The majestic petulance of John Roberts

The whiny complaints from the chief justice reveal much about the self-importance of many judges

Published March 10, 2010 12:11PM (EST)

Supreme Court Justices at President Obama's State of the Union Address on  Jan. 27.
Supreme Court Justices at President Obama's State of the Union Address on Jan. 27.

The petulance and sense of self-importance on display here is quite something to behold:

U.S. Supreme Court Chief Justice John Roberts said Tuesday the scene at President Obama's State of the Union address was "very troubling" . . . . Obama chided the court, with the justices seated before him in their black robes, for its decision on a campaign finance case. . . . Responding to a University of Alabama law student's question, Roberts said anyone was free to criticize the court, and some have an obligation to do so because of their positions.

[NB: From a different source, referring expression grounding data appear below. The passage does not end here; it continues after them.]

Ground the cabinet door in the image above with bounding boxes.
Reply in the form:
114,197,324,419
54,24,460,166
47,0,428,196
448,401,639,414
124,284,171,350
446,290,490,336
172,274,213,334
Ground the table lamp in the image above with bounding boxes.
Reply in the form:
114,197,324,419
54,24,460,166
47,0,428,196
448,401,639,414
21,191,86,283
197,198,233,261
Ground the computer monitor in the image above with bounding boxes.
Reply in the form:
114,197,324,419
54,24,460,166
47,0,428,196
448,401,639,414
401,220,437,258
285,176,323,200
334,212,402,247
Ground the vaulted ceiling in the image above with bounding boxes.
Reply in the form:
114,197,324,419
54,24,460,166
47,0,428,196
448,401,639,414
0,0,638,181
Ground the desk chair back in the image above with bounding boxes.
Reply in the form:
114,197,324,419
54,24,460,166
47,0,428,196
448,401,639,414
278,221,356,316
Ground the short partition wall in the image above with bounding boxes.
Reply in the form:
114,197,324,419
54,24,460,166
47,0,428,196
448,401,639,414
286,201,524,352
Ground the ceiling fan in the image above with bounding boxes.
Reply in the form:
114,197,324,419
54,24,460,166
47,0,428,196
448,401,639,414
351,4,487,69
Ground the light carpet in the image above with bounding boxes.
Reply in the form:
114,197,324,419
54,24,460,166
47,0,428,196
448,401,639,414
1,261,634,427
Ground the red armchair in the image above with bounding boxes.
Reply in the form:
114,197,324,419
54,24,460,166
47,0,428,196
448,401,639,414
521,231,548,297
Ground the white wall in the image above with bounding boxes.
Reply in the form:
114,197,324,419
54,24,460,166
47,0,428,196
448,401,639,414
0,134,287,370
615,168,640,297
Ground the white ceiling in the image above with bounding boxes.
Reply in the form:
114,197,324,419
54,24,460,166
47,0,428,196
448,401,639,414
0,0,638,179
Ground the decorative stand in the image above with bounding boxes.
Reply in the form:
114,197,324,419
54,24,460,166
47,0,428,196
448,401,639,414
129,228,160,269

"So I have no problems with that," he said. "On the other hand, there is the issue of the setting, the circumstances and the decorum.

"The image of having the members of one branch of government standing up, literally surrounding the Supreme Court, cheering and hollering while the court -- according the requirements of protocol -- has to sit there expressionless, I think is very troubling."

It's not actually a unique event of oppression or suffering to have to sit and listen to a speech where someone criticizes you and you can't respond that very moment (but are able, as Roberts just proved, to respond freely afterward).  Even in the State of the Union Address, it's completely customary for the President to criticize the Congress or the opposition party right to their faces, while members of his party stand and cheer vocally, and -- as the reaction to Joe Wilson's outburst demonstrated -- "decorum" dictates that the targets of the criticism sit silently and not respond until later, once the speech is done.  That's how speeches work.  Only Supreme Court Justices would depict their being subjected to such a mundane process as an act of grave unfairness (and, of course, Roberts' comrade, Sam Alito, could not even bring himself to abide by that decorum).

What makes Roberts' petty, self-absorbed grievance all the more striking is that this is what judges do all the time.  It's the essence of the judicial branch.  Federal judges are basically absolute tyrants who rule over their courtroom and those in it with virtually no restraints.  They can and do scold, criticize, berate, mock, humiliate and threaten anyone who appears before their little fiefdoms -- parties, defendants, lawyers, witnesses, audience members -- and not merely "decorum," but the force of law (in the form of contempt citations or other penalties), compels the target to sit silently and not respond.  In fact, lawyers can be, and have been, punished just for publicly criticizing a judge

As is true for any large group of people, the range of behavior varies greatly, from unfailingly polite judges to pathologically thuggish ones, but the core dynamic of the judicial process is that judges wield absolute power and everyone else is essentially captive to their whims.  That is why the overriding attribute of those who interact with them is one of extreme, royalty-like deference, both formally (standing when they enter, addressing them as "Your Honor," having them sit always on an elevated platform, decked in their flowing, magisterial robes) as well as informally (watch any court proceeding and see lawyers petrified of somehow offending the judge).  To say that, for many of them, this endless deference affects their expectations and sense of entitlements is to understate the case, as Roberts just proved.

Supreme Court Justices, in particular, have awesome, unrestrained power.  They are guaranteed life tenure, have no authorities who can sanction them except under the most extreme circumstances, and, with the mere sweep of a pen, can radically alter the lives of huge numbers of people or even transform our political system (as five of them, including Roberts, just did, to some degree, in Citizens United).  The very idea that it's terribly wrong, uncouth, and "very troubling" for the President to criticize one of their most significant judicial decisions in a speech while in their majestic presence -- not threaten them, or have them arrested, or incite violence against them, but disagree with their conclusions and call for Congressional remedies (as Art. II, Sec. 3 of the Constitution requires) -- approaches pathological levels of vanity and entitlement.  The particular Obama/Roberts/Alito drama is an unimportant distraction, but what this reflects about the mindset of many judges, including (perhaps especially) ones on the Supreme Court and obviously the Chief Justice of that court, is definitely worth considering.